Green Tiger Loach (Syncrossus Hymenophysa)
Tiger Loaches can be aggressive and should not be kept with much smaller fishes as its size, and its playful nature may threaten them. The best tankmates for this fish are those that are robust and fast-swimming.
These loaches are a sociable species; they form involved social authorities and should be kept in groups of at least 5 or 6, preferably ten or more. When kept alone, they can become aggressive or withdrawn towards similarly-shaped fishes. If only a pair or a trio are purchased, the dominant individual will usually attack the others frequently, which may prevent them from feeding.
The Tiger Loach has a browny-tan body decorated with 12-15 vertical bars with iridescent greenish-blue borders that start at the dorsal surface with the bottom of the bars finishing further forwards towards the front of the fish and displays a dark blotch on their dorsal fin.
|Scientific Name||Syncrossus Hymenophysa|
|Other Names||Tiger Loach, Tiger Botia|
|Best kept as||Groups 6+|
|Lifespan||5 - 7 years|
|Temperature||77 - 86 ℉ (25 - 30 ℃)|
|PH||6.0 - 7.5|
|GH||3 - 15|
You will find the Green Tiger Loach in the Musi River Basin in South Sumatra, West Kalimantan on Borneo in Indonesia and the Malaysian state of Sarawak.
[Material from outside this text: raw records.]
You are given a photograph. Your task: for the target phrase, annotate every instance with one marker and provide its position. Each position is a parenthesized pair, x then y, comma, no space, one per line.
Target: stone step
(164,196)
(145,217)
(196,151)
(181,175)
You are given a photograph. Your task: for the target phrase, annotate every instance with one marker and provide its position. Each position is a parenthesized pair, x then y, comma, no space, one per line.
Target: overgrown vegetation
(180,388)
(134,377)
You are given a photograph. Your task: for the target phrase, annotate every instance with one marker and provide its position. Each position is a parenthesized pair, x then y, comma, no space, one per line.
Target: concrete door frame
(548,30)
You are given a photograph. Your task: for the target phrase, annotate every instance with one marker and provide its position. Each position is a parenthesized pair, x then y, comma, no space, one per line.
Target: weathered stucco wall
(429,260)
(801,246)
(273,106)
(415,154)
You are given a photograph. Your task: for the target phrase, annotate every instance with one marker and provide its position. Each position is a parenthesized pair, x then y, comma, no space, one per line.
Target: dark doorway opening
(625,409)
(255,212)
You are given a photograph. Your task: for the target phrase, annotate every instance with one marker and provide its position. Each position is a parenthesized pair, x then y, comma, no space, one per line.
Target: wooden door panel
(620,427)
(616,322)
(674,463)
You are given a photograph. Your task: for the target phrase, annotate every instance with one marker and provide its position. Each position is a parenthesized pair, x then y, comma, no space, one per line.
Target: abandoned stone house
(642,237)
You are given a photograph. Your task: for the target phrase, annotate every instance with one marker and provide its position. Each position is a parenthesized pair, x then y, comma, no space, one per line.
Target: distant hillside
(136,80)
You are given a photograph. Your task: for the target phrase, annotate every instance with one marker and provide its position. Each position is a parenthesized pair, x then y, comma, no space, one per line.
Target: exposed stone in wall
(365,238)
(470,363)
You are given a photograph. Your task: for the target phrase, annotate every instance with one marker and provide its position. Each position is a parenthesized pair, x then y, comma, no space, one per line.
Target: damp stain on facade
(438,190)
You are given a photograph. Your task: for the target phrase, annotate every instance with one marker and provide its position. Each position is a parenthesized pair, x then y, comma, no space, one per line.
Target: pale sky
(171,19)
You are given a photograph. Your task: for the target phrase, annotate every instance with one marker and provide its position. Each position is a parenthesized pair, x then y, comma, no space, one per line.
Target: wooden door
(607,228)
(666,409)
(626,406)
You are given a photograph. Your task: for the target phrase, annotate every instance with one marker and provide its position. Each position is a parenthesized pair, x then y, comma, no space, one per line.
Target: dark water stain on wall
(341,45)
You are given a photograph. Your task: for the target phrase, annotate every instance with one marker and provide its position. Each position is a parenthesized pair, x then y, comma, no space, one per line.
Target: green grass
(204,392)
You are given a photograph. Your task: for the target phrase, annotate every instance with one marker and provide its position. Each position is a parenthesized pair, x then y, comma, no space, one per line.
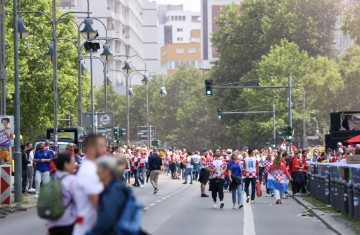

They live in various habitats from main river channels to small upland headwater streams and lakes.
During the rainy season, they migrate to flooded areas to spawn and feed, which means it is found in different ecological communities depending on the time of year.
Other Loaches of interest
Diet & Feeding
The Green Tiger Loach are largely unfussy eaters. Still, they should be offered a varied diet containing quality dried products like flakes, granules or sinking pellets, alongside live and frozen food like tubifex, artemia and bloodworm, mosquito larvae and brine shrimp are a favourite.
They will also need fresh vegetables and fruit such as courgette, blanched spinach, cucumber and melon.
It is impossible to know the differences between males and females as they are yet to be documented as far as we know.
Presumably, they are broader and more extensive than that of the males.
Unfortunately, there have been no records of this fish being bred in the home aquarium.
They are likely to be a seasonal, migratory spawner in nature but the breeding habits of this species is still not known.